69 Percent Of Cardholders Not EMV Equipped

Banks still haven’t sent new EMV credit and debit cards to more than two-thirds of their customers despite a looming Oct. 1 deadline, according to a new poll from CreditCards.com.

According to the late-January survey of 1,038 U.S. adults, only 31 percent said they have received a new credit card that contains an embedded EMV chip. The remaining 69 percent are still using cards that store their data on a magnetic stripe on the back.

The survey’s results also make clear that while many banks are dragging their feet in upgrading customers’ cards, they’re doing so with an eye to how much those customers are likely to spend. Almost half (49 percent) of high-net-worth cardholders — those with $100,000 or more in investable assets — had been issued EMV cards in January, while only 13 percent of cardholders with incomes less than $35,000 have received the new cards.
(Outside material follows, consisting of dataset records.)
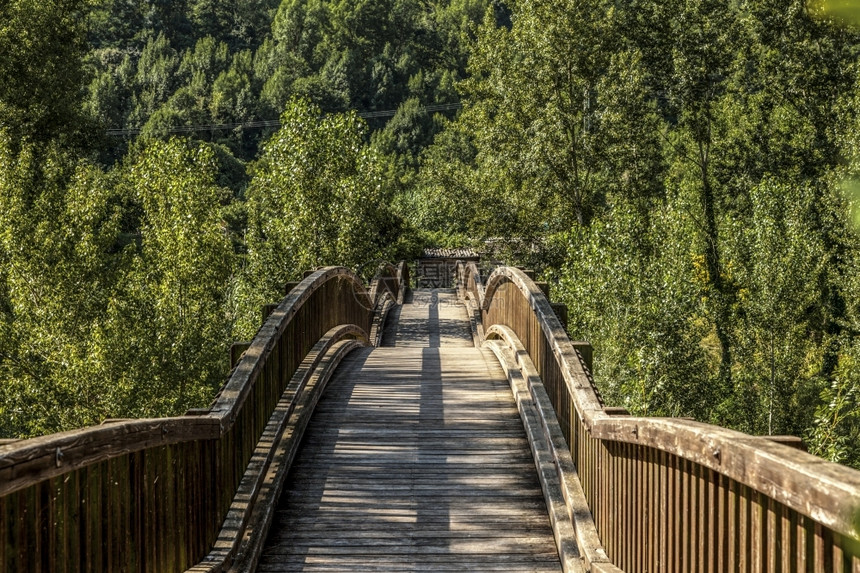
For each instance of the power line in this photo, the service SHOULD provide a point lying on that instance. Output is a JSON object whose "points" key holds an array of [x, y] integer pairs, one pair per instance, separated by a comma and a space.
{"points": [[275, 122]]}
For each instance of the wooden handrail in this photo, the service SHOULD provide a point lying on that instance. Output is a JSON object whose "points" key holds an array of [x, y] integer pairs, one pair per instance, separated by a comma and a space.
{"points": [[152, 495], [675, 494]]}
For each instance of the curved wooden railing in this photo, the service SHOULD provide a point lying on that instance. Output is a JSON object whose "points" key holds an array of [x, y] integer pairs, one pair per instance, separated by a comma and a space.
{"points": [[174, 493], [669, 494]]}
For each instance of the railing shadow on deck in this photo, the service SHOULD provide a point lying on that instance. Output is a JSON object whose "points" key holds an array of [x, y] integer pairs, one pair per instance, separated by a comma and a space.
{"points": [[170, 494], [666, 494]]}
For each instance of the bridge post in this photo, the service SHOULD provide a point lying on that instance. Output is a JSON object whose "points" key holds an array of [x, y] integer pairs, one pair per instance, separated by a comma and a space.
{"points": [[586, 352]]}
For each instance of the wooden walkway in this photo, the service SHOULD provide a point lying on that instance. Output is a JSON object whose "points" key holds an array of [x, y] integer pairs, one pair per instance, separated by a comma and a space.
{"points": [[415, 460]]}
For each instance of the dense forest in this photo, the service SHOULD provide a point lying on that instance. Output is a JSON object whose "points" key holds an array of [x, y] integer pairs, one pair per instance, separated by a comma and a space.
{"points": [[684, 173]]}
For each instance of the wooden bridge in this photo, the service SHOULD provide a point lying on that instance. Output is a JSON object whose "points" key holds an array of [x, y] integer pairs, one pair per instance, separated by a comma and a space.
{"points": [[382, 429]]}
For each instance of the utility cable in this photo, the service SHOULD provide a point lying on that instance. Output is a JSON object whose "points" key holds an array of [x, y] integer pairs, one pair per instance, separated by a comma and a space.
{"points": [[275, 122]]}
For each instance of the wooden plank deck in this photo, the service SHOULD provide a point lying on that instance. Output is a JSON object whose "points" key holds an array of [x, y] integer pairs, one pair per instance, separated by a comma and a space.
{"points": [[415, 460]]}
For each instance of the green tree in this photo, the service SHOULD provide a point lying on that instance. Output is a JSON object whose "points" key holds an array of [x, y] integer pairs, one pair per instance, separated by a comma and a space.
{"points": [[42, 44], [166, 334], [318, 196]]}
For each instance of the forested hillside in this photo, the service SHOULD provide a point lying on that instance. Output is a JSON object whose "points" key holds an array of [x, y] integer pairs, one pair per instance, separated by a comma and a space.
{"points": [[682, 173]]}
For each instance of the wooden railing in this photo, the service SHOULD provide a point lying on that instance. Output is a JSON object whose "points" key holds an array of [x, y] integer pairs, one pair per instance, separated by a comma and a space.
{"points": [[668, 494], [153, 494]]}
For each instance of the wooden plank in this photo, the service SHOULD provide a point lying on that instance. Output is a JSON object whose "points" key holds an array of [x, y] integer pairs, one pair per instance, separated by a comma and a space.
{"points": [[415, 459]]}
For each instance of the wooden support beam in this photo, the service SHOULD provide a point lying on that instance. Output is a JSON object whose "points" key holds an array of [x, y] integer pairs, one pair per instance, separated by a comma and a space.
{"points": [[236, 351], [197, 412], [586, 352], [267, 309], [790, 441], [560, 310], [616, 411]]}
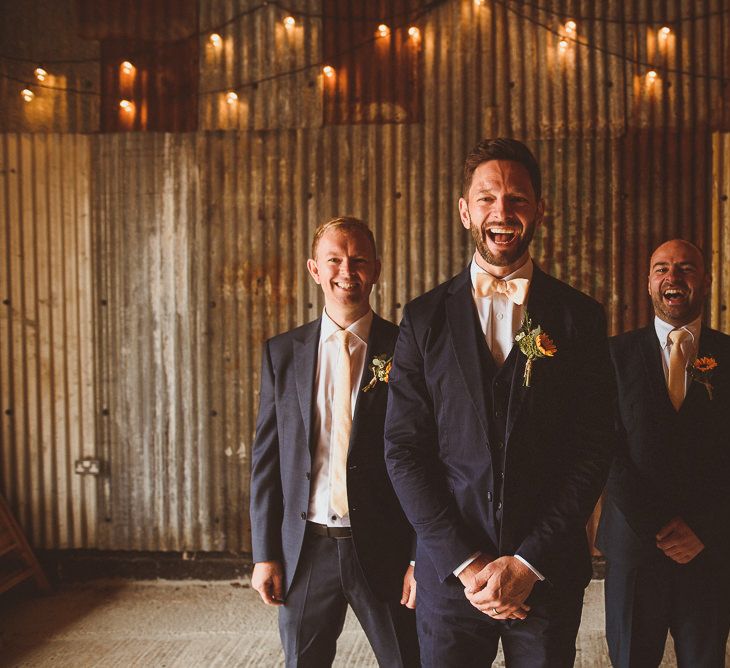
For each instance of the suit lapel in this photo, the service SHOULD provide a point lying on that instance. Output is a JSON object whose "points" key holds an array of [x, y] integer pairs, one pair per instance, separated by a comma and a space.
{"points": [[538, 304], [305, 360], [459, 310], [696, 392], [376, 346]]}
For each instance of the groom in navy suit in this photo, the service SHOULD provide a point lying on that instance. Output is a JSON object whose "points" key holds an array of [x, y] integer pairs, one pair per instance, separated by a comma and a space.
{"points": [[327, 529], [497, 456], [665, 522]]}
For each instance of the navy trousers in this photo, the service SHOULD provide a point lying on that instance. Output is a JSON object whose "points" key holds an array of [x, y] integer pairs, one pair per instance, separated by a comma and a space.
{"points": [[327, 579], [644, 603]]}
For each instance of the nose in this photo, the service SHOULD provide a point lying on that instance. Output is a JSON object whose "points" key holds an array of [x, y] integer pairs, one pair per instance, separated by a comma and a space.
{"points": [[501, 209]]}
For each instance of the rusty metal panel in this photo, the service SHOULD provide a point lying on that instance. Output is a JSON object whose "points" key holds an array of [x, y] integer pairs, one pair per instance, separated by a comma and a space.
{"points": [[46, 337], [720, 246]]}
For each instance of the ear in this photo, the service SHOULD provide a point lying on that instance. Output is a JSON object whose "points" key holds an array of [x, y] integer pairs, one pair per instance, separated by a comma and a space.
{"points": [[540, 213], [314, 271], [464, 213], [378, 267]]}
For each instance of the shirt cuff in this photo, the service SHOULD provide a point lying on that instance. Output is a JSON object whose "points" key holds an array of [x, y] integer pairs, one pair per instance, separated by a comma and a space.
{"points": [[464, 564], [540, 576]]}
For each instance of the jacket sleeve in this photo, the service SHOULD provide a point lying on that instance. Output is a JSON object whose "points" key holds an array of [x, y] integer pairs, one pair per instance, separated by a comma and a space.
{"points": [[411, 453], [266, 507], [588, 449]]}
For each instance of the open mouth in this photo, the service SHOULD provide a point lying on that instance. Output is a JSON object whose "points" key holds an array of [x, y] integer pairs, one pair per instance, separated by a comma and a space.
{"points": [[673, 296], [348, 287], [502, 236]]}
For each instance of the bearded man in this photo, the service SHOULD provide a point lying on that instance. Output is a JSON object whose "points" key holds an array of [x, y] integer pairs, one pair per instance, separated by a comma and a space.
{"points": [[499, 434]]}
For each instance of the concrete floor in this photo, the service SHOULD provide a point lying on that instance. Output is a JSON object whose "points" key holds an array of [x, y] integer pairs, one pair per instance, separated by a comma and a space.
{"points": [[186, 624]]}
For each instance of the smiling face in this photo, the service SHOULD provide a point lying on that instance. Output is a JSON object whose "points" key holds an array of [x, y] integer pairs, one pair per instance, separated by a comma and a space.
{"points": [[678, 282], [346, 267], [501, 212]]}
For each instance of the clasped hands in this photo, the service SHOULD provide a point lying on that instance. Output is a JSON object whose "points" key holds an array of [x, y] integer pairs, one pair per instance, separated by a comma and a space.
{"points": [[498, 587], [678, 542]]}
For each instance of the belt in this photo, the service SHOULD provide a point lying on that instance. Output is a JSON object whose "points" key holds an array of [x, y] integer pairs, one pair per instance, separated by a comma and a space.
{"points": [[330, 532]]}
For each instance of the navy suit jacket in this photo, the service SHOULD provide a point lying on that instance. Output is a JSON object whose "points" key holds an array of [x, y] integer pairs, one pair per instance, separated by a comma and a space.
{"points": [[669, 463], [559, 435], [282, 461]]}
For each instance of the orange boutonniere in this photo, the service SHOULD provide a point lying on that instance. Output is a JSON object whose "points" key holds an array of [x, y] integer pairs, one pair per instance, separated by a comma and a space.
{"points": [[380, 366], [701, 369], [534, 344]]}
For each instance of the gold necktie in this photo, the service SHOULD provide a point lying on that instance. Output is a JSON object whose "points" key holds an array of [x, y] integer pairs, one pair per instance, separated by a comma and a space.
{"points": [[514, 289], [677, 367], [341, 426]]}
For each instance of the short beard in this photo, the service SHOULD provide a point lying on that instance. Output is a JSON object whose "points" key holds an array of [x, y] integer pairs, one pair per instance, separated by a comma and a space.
{"points": [[509, 256]]}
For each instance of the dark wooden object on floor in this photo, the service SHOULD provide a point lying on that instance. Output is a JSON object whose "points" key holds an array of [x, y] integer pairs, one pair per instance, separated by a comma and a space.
{"points": [[17, 561]]}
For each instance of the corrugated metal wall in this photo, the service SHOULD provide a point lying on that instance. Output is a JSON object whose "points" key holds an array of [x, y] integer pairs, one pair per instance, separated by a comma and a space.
{"points": [[197, 241]]}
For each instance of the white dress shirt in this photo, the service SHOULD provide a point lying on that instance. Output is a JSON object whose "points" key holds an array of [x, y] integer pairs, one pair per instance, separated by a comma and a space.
{"points": [[319, 493], [690, 346], [501, 319]]}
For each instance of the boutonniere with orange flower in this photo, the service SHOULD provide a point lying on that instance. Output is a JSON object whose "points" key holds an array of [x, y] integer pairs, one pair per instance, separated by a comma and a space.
{"points": [[380, 366], [701, 369], [534, 344]]}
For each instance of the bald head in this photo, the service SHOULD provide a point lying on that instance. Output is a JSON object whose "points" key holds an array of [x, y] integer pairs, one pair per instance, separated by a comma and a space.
{"points": [[678, 282]]}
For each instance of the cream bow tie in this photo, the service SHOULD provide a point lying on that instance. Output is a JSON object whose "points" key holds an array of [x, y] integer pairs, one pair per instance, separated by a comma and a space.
{"points": [[515, 289]]}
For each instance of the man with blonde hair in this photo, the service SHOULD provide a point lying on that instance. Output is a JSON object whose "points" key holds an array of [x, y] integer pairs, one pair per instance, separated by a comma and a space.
{"points": [[327, 529]]}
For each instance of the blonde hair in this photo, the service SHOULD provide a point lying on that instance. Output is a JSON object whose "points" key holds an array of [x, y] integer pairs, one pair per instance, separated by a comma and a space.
{"points": [[346, 223]]}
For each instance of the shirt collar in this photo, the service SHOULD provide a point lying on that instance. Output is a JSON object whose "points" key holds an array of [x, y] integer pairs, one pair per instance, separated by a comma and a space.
{"points": [[525, 271], [663, 328], [360, 328]]}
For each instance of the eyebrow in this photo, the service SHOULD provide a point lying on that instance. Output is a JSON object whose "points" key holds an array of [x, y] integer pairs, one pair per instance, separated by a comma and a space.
{"points": [[685, 263]]}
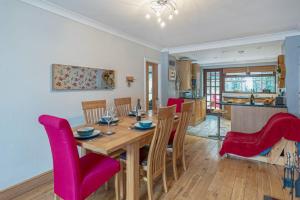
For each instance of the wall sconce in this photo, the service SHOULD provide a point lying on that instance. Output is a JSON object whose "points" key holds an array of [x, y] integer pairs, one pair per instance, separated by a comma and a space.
{"points": [[130, 79]]}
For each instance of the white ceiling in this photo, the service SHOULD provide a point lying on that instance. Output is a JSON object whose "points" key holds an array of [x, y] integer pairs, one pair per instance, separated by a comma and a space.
{"points": [[254, 53], [199, 21]]}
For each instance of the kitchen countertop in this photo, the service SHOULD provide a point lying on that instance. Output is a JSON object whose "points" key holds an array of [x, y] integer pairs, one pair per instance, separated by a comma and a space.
{"points": [[244, 97], [192, 97], [255, 104]]}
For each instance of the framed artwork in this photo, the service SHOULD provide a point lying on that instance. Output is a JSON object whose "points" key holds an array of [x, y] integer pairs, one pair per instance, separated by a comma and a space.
{"points": [[68, 77], [172, 73]]}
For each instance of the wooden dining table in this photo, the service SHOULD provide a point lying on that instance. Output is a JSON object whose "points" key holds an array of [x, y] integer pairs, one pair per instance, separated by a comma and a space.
{"points": [[127, 138]]}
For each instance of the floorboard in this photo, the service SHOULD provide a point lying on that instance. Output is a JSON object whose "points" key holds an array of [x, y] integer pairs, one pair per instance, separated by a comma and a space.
{"points": [[208, 177]]}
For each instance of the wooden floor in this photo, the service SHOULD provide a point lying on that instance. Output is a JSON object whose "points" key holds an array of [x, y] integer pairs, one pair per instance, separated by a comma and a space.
{"points": [[207, 177]]}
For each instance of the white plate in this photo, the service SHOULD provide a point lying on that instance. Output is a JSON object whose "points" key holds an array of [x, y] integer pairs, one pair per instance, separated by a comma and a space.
{"points": [[138, 126], [94, 134]]}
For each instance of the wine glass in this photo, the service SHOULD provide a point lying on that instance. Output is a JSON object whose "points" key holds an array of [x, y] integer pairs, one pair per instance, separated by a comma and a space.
{"points": [[108, 118]]}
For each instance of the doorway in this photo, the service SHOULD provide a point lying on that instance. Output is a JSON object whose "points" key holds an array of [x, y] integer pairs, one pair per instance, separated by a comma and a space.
{"points": [[151, 86], [213, 89]]}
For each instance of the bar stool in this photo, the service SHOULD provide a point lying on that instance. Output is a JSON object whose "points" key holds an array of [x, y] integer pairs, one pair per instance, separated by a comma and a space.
{"points": [[218, 113]]}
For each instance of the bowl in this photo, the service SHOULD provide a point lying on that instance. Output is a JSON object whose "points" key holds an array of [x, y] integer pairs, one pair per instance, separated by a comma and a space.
{"points": [[145, 123], [86, 131]]}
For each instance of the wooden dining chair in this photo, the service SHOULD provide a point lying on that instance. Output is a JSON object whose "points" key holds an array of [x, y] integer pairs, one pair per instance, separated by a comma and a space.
{"points": [[155, 165], [177, 147], [93, 110], [123, 106]]}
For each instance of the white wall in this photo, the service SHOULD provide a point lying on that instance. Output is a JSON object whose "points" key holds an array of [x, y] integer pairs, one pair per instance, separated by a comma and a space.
{"points": [[31, 40], [292, 53]]}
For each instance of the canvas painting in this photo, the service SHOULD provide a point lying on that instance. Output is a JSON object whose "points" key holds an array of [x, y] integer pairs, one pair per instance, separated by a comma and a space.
{"points": [[68, 77], [172, 74]]}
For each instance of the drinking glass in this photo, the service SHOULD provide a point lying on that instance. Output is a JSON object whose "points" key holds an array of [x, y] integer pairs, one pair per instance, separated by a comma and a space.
{"points": [[108, 118]]}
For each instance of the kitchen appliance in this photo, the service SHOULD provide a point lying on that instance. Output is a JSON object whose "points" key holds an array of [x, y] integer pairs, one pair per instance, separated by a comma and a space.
{"points": [[280, 100]]}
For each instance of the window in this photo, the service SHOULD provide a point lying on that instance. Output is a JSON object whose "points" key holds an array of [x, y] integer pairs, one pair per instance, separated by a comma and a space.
{"points": [[258, 82]]}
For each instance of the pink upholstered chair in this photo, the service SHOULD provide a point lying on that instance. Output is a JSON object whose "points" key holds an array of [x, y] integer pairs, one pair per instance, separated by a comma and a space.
{"points": [[75, 178], [178, 102]]}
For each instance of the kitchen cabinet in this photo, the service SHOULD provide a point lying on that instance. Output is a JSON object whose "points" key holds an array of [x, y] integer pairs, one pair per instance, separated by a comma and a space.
{"points": [[227, 108], [199, 113]]}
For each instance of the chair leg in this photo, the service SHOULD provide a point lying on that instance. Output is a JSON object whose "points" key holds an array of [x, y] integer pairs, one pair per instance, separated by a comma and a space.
{"points": [[56, 197], [183, 161], [106, 187], [121, 181], [165, 180], [117, 186], [175, 169]]}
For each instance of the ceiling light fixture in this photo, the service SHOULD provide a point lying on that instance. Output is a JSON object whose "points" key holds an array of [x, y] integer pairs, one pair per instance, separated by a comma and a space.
{"points": [[163, 9]]}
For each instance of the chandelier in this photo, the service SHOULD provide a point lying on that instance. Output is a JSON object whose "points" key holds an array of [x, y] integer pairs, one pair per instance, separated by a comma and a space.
{"points": [[163, 9]]}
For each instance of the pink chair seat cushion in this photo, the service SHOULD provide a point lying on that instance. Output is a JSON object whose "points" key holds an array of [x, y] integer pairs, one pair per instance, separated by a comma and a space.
{"points": [[176, 101], [172, 136], [280, 125], [96, 169]]}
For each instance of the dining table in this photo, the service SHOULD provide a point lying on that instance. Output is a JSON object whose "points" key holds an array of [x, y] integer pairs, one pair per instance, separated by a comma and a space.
{"points": [[126, 138]]}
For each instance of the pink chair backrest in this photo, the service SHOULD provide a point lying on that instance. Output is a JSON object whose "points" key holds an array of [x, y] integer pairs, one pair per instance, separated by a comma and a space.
{"points": [[176, 101], [65, 156], [276, 127]]}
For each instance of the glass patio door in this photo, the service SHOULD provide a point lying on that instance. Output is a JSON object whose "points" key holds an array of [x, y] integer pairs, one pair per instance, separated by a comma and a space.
{"points": [[213, 89]]}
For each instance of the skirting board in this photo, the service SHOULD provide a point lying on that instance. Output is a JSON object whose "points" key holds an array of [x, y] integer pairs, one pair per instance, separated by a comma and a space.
{"points": [[26, 186]]}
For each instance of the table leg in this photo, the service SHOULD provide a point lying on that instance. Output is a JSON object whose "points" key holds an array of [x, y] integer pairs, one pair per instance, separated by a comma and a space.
{"points": [[132, 171], [219, 127]]}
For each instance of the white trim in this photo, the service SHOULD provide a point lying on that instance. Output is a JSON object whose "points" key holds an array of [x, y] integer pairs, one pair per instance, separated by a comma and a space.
{"points": [[147, 59], [53, 8], [233, 42]]}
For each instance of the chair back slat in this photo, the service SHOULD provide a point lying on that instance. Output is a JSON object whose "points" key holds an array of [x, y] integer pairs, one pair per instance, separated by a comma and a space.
{"points": [[178, 142], [93, 110], [157, 152], [123, 106]]}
And while 31 percent of credit cards — most of which come from a few large banks — have been upgraded, debit cards (which come from banks and credit unions of all sizes) are dragging down the average. Overall, only 26 percent of respondents said they had received EMV payment cards.

EMV cards are also more likely to have been issued to younger customers (43 percent of those under age 35) than older ones (21 percent of those over age 65), and more likely to have gone to men than women (36 percent versus 27 percent). Cardholders in the Northeast and Western U.S. are also significantly more likely to have received an EMV chip card than those in the Midwest and South.

Card issuers have until the beginning of October 2015 to issue the new cards, and merchants have the same deadline for upgrading their point-of-sale systems to accept EMV cards. After that, incase of fraudulent card use, liability for the fraud will fall on whichever side (merchant or bank) hasn’t upgraded to EMV.

Although many banks have said they’re stretching out their EMV rollouts and are sending EMV cards to high-value and high-transaction customers first, a MasterCard executive said in late January that the migration is “progressing very nicely.” MasterCard SVP of Product Delivery Carolyn Balfany said that of 1.2 billion U.S. consumer payment cards (from all card brands combined), between 100 million and 150 million were already EMV-enabled by the end of 2014, and estimated that “greater than half of all U.S.-issued cards and merchant terminals will be chip-enabled” by the end of 2015.